Speaking at a function organised in memory of late civil servant G Ramachandran (the memorial lecture was delivered by Dr Suman Bery, Vice Chairman, Niti Aayog), Dr Rangarajan pointed out that developed countries have a per capita income of $14,000, which would rise to $18,000 by 2047; comparatively, India’s per capita income is $2,500 today.

To increase India’s per capita income around 7 times, India would need to grow at a nominal rate of 10 per cent, or real rate of 6-7 per cent. A 6-7 per cent growth is achievable for a few years, but to get that rate of growth over 25 years would be tough, especially towards the end of the period, Rangarajan said.  

Trump era

He further noted that countries like China and South Korea grew in a time when the global trade was booming. He expressed doubts whether such a boom in global trade would continue, especially in view of US President-elect Donald Trump’s stance towards raising import duties. 

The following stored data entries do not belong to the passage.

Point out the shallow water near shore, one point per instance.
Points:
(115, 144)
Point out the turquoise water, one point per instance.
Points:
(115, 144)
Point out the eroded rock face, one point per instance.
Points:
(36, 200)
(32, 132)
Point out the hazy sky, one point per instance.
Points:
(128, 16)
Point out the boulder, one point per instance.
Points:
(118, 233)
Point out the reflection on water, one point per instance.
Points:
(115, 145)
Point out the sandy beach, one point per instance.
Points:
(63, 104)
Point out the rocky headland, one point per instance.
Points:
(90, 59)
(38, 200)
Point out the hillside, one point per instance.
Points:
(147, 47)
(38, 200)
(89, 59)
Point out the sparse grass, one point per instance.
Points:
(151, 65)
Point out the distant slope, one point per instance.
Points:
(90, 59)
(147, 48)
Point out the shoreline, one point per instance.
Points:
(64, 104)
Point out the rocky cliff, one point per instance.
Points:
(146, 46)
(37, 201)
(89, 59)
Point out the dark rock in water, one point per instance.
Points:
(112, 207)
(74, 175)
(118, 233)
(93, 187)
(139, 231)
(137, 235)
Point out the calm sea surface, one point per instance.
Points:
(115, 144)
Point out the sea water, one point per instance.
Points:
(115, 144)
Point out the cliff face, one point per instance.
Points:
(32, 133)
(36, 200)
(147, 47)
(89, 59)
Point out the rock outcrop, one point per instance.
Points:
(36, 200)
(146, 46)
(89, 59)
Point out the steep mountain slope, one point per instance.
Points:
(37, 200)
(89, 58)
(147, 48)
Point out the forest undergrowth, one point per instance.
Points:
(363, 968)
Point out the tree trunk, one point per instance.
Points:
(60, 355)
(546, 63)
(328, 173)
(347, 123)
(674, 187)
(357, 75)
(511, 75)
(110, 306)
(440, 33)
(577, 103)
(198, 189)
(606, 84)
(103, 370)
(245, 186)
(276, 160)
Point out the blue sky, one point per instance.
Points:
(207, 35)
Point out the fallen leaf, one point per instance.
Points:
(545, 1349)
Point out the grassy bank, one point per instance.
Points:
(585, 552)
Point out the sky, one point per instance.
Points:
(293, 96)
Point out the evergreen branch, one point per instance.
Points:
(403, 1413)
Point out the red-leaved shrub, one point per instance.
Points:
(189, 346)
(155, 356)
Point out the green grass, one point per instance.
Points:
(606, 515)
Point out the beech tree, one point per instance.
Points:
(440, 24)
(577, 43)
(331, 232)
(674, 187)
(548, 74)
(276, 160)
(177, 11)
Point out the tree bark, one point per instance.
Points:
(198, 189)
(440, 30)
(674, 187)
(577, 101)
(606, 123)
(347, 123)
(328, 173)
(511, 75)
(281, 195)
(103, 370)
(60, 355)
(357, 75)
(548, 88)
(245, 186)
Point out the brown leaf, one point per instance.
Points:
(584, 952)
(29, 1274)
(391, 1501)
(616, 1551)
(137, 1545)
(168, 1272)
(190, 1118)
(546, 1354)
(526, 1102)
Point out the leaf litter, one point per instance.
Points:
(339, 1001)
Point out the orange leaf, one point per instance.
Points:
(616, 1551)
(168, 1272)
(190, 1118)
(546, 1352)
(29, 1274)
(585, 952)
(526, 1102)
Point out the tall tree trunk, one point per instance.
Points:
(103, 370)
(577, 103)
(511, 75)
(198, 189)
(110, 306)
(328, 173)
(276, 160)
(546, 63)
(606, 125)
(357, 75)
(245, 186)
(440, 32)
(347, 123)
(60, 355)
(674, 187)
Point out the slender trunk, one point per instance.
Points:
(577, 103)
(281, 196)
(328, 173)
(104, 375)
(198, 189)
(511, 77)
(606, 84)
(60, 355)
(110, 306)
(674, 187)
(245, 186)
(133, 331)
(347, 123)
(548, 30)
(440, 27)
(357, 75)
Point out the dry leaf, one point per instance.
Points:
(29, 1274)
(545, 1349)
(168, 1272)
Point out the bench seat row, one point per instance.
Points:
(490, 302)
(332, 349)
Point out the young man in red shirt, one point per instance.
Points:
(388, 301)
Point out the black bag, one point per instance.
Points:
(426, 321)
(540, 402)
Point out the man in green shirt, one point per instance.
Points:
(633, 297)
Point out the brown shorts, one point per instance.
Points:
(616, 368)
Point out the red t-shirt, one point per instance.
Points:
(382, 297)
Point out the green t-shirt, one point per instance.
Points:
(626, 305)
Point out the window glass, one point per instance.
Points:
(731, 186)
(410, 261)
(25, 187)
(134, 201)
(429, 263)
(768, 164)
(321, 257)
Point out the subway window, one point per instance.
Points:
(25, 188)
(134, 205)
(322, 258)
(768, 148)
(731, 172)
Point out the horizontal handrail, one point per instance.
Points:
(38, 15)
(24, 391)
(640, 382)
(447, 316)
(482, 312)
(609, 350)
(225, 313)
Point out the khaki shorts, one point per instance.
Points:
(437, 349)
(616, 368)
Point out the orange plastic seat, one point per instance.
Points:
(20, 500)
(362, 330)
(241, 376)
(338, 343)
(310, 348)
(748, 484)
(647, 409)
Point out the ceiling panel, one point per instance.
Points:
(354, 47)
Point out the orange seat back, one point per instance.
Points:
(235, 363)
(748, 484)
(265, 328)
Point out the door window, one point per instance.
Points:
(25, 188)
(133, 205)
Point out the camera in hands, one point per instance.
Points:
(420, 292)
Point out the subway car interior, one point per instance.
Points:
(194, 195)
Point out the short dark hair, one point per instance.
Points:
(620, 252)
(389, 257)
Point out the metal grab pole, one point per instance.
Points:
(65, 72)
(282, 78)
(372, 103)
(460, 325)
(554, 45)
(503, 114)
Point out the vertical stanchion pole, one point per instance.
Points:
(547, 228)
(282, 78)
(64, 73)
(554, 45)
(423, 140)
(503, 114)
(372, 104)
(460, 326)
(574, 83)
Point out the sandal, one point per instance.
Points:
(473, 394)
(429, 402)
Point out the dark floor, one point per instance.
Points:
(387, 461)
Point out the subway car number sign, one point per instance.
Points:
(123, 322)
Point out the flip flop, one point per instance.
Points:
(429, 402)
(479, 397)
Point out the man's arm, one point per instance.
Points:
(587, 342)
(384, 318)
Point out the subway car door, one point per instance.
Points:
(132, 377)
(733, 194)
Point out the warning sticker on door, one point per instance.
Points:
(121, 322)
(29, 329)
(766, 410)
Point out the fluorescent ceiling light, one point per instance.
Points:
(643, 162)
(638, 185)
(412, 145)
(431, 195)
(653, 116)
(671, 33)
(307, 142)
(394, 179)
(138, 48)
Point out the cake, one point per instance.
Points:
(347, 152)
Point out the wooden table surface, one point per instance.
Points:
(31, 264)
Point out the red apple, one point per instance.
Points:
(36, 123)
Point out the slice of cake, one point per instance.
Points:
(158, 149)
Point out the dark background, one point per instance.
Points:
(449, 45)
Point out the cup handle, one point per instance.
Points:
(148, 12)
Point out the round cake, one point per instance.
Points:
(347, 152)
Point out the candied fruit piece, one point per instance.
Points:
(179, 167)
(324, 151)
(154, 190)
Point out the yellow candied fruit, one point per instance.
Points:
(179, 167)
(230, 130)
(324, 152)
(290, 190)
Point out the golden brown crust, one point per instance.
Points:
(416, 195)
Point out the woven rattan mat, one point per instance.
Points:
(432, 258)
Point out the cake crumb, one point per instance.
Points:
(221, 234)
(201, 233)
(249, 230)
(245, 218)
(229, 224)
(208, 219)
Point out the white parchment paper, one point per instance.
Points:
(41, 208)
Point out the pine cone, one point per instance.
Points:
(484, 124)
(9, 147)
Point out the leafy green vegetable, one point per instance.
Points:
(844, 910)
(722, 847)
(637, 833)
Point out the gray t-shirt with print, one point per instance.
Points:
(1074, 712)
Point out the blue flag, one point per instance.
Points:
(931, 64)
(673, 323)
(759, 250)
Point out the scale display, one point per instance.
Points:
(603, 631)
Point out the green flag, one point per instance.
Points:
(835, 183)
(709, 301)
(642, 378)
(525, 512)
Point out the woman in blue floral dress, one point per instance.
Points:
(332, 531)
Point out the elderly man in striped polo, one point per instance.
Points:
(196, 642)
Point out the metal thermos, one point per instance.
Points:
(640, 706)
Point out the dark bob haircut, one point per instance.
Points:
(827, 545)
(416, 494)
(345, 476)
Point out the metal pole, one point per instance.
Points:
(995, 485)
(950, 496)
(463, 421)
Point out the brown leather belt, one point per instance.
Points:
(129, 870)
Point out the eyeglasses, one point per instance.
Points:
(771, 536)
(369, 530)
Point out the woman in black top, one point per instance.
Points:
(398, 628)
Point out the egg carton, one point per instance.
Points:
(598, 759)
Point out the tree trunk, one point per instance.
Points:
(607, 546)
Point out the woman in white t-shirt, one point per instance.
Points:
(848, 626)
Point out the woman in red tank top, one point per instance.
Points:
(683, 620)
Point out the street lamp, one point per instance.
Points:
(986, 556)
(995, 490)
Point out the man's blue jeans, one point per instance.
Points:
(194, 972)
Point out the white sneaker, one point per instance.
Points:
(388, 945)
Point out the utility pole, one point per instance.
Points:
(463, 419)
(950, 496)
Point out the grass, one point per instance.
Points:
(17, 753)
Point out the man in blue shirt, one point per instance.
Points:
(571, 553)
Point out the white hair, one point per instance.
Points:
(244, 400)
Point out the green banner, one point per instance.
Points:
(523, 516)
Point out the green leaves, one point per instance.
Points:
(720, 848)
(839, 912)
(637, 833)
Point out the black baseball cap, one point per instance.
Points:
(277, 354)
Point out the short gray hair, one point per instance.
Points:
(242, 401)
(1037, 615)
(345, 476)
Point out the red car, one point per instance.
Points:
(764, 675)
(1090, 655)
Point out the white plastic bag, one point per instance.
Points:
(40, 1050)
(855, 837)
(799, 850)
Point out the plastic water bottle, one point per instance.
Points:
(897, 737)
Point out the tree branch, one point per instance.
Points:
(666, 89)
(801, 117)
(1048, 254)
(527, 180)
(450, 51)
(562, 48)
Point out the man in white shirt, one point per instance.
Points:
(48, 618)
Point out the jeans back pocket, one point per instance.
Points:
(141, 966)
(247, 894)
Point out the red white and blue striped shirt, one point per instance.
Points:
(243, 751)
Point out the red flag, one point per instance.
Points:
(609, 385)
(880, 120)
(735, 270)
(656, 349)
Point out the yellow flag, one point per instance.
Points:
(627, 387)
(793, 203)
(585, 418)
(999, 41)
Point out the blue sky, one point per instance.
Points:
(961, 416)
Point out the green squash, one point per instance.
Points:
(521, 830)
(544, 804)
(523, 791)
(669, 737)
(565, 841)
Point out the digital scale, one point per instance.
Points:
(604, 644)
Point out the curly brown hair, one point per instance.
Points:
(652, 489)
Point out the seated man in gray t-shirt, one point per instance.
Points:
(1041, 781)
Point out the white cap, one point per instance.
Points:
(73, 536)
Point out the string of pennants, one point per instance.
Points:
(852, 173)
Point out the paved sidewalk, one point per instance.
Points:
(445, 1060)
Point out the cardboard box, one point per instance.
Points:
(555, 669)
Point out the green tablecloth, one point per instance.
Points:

Rangarajan said that if the incremental capital-output ratio (ICOR), which tells how much of capital is needed for one unit increase in output, is reckoned at 5, then India’s investment rate would need to be 35 per cent, compared to 30 per cent now. 

However, if the ICOR could be brought down to (say) 4, which indicates an increase in productivity, then lesser investment rate would be called for.  

Would artificial intelligence deliver this increase in productivity? Rangarajan, also a former Governor of the Reserve Bank of India, noted that nobody knows as yet whether AI is a boon or a bane. He said that AI could result in large unemployment, even if it could create employment at the higher levels of skills. 

He said that policies should be made for removing impediments faced by individual industries too, and not just overarching policies for the general economy.